There are some difficulties in the chronology of this place. Calmet takes rather a different view of these transactions. He connects the history thus: Nabopolassar, king of Babylon, finding that one of his lords whom he had made governor of Coelesyria and Phoenicia had revolted from him, and formed an alliance with the king of Egypt, sent Neubuchadnezzar his son, whom he invested with the authority of king, to reduce those provinces, as was customary among the easterns when the heir presumptive was sent on any important expedition or embassy. This young prince, having quelled the insurrection in those parts, marched against Jerusalem about the end of the third or beginning of the fourth year of the reign of Jehoiakim, king of Judah.
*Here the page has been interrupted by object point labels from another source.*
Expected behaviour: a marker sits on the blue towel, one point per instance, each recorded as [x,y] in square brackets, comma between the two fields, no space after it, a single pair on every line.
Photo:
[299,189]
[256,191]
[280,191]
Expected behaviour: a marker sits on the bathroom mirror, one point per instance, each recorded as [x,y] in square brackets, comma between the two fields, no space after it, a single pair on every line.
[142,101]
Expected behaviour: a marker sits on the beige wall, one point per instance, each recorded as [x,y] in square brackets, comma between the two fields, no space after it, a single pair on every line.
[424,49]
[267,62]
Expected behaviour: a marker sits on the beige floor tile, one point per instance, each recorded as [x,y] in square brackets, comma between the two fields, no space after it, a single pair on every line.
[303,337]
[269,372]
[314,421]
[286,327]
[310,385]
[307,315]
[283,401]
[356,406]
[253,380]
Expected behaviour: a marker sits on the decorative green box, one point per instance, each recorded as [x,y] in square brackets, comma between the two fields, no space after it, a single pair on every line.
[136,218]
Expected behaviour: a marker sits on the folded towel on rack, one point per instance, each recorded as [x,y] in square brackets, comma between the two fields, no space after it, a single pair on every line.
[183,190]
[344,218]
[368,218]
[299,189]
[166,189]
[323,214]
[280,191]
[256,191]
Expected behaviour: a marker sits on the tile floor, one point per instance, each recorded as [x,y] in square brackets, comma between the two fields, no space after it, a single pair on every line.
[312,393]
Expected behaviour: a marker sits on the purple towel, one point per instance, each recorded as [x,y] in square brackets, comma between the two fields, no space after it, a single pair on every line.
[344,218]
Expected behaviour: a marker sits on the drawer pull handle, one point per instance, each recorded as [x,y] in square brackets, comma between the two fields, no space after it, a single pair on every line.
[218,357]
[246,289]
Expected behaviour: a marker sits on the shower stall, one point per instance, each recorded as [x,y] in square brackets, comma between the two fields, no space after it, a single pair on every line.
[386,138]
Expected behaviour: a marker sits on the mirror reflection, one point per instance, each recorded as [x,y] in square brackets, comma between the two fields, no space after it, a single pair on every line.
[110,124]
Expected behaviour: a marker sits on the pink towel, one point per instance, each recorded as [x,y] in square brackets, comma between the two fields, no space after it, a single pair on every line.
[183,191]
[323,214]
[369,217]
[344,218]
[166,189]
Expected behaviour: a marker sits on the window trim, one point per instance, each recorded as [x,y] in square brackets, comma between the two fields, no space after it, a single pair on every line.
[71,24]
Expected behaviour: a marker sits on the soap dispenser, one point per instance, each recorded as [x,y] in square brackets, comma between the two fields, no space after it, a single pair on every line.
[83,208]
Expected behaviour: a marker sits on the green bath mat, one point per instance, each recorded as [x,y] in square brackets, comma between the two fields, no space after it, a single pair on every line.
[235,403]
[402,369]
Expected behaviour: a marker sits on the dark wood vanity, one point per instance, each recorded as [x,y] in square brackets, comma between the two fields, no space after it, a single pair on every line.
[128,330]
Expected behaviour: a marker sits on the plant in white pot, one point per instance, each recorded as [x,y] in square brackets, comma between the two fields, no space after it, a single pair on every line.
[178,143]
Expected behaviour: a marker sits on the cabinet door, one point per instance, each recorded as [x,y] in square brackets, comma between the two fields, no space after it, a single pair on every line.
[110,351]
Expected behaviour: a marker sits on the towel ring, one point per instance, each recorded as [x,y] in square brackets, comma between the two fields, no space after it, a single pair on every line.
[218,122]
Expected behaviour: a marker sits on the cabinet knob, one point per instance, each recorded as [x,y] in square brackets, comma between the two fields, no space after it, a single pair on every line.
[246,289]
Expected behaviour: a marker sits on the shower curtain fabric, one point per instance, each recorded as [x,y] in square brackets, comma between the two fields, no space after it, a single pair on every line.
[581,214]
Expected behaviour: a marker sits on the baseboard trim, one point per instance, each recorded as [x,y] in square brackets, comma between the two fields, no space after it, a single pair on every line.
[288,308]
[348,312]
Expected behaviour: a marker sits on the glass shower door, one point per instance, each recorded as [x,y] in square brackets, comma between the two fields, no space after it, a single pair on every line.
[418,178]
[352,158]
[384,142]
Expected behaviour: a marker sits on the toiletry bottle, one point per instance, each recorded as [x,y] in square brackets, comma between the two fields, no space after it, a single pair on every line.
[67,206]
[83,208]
He soon took the city, and put Jehoiakim in chains with the design of carrying him to Babylon; but, changing his mind, he permitted him to resume the reins of government under certain oppressive conditions. At this year, which was A.M. 3398, the seventy years of the Babylonish captivity commence. Nabopolassar dying in the interim, Nebuchadnezzar was obliged to return speedily to Babylon, leaving his generals to conduct the Jewish captives to Babylon, among whom were Daniel and his companions.

Daniel 1:1

1 In the third year of the reign of Jehoiakim king of Judah came Nebuchadnezzar king of Babylon unto Jerusalem, and besieged it.